Recently I started playing around more with my Neo Smartpen. The company makes their data storage format public and I wondered how long it would take me to write a program to show my handwritten pages within a simple app. Given my background, I knew I could do this quickly in Java with a UI in Swing so I started there.

Parsing the data from the files was quick. You have a Page that consists of Strokes that is made up of Dots. Dots are the fundamental units the pen records as you write on a page. As you move the pen around it groups these dots up into strokes. Since each bit is well defined in the spec you get a lot of code doing things like

ByteBuffer.wrap(is.readNBytes(4)).order(order).getFloat();

to read x, y, and pressure date from the pen. While it’s a bit wordy, it works well enough. Running the app however, was pretty slow. Pages didn’t just snap onto the screen as I would have expected. I can’t recall what exactly was the root cause of the slowness anymore, and I decided to try creating a python version with a Gtk interface instead.

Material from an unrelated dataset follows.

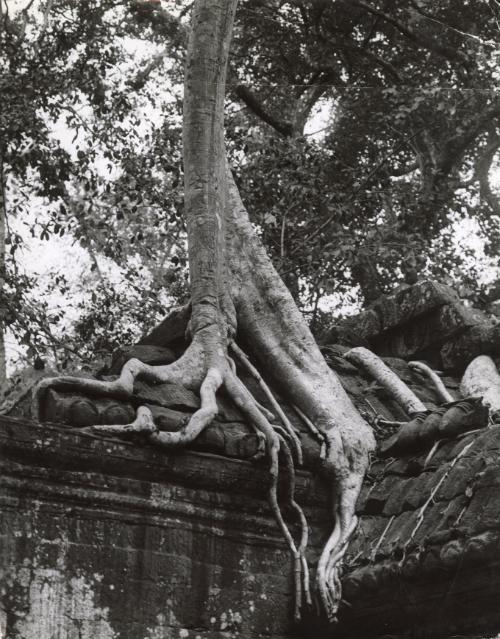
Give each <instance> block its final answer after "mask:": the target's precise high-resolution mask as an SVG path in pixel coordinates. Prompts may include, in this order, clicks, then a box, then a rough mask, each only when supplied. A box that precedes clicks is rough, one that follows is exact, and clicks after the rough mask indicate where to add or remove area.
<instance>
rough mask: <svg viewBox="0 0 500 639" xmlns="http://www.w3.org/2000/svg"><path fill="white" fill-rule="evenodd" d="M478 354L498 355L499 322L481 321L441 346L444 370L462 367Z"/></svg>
mask: <svg viewBox="0 0 500 639" xmlns="http://www.w3.org/2000/svg"><path fill="white" fill-rule="evenodd" d="M478 355H491V356H497V355H500V324H492V323H491V322H486V321H485V322H481V323H480V324H477V325H476V326H472V327H471V328H469V329H468V330H467V331H466V332H464V333H463V334H462V335H460V336H457V337H456V338H455V339H452V340H450V341H448V342H447V343H446V344H444V345H443V347H442V348H441V359H442V362H443V368H445V369H446V370H455V369H463V368H465V366H467V364H469V363H470V362H471V361H472V360H473V359H474V358H475V357H477V356H478Z"/></svg>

The first thing that impressed me with Python was how easily you can read data from a file.

        with open(self.filename, "rb") as file:
            file_id, file_version, note_id, page_number, notebook_width, notebook_height, created_time, \
                modified_time, dirty_bit, number_of_strokes = unpack('<3siiiffqqci', file.read(44))

Mind, seriously, blown…

The simple and immensely powerful ability of Python to read data from a file blew me away. It just shines a light on the large amounts of thought and time that went into this API. To be able to define and read blocks of data from a file is powerful. To top it all off, the Gtk version of the app ran significantly faster.